Some mobile users disable the download of images so that pages are loaded faster. So avoid using images and if you do give them a meaningfull alt-tag.
Also fill in the attributes width and height, so that the page can be displayed before the images are loaded.

For the layout, it is best to show everything in 1 column.
If you use tables, make sure that the cells are displayed as blocks under eachother.
You can do this with css:

table, tbody, tr, rd, th {display: block;}

Advertisements, (javascript-)menus can be hidden with:

{display: none;}

For the background you can use a single websafe color. Use a charactertype and color that is easy to read on a small mobile screen (With and without sunlight!).

 

Dotmobi

A real good site is dev.mobi.

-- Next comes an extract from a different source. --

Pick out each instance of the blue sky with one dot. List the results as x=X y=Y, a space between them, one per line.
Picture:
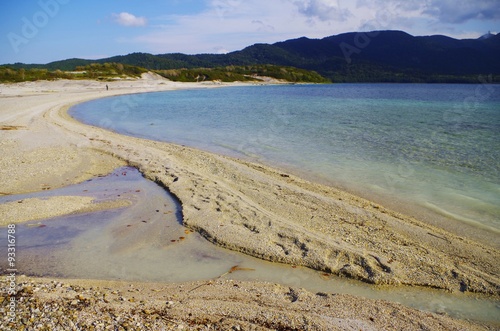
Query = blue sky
x=41 y=31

It has all the guide lines, tips and recommendations for a mobile website.
You can test your mobile website on validator.w3.org/mobile.

 

W3C guidelines

The W3C has put some guidelines to what mobile websites should comply:

  • Minimum width: 120 pixels
  • Language: Xhtml-Basic
  • Characterset: utf-8
  • Images: jpeg or gif 89a (Not interlaced, not transparent, not animated)
  • Total page size: Max 20KB
  • Colors: Websave colors
  • Style sheet: External css level 1
  • HTTP version: 1.0 or 1.1
You can test your mobile website on validator.w3.org/mobile to see if it complies.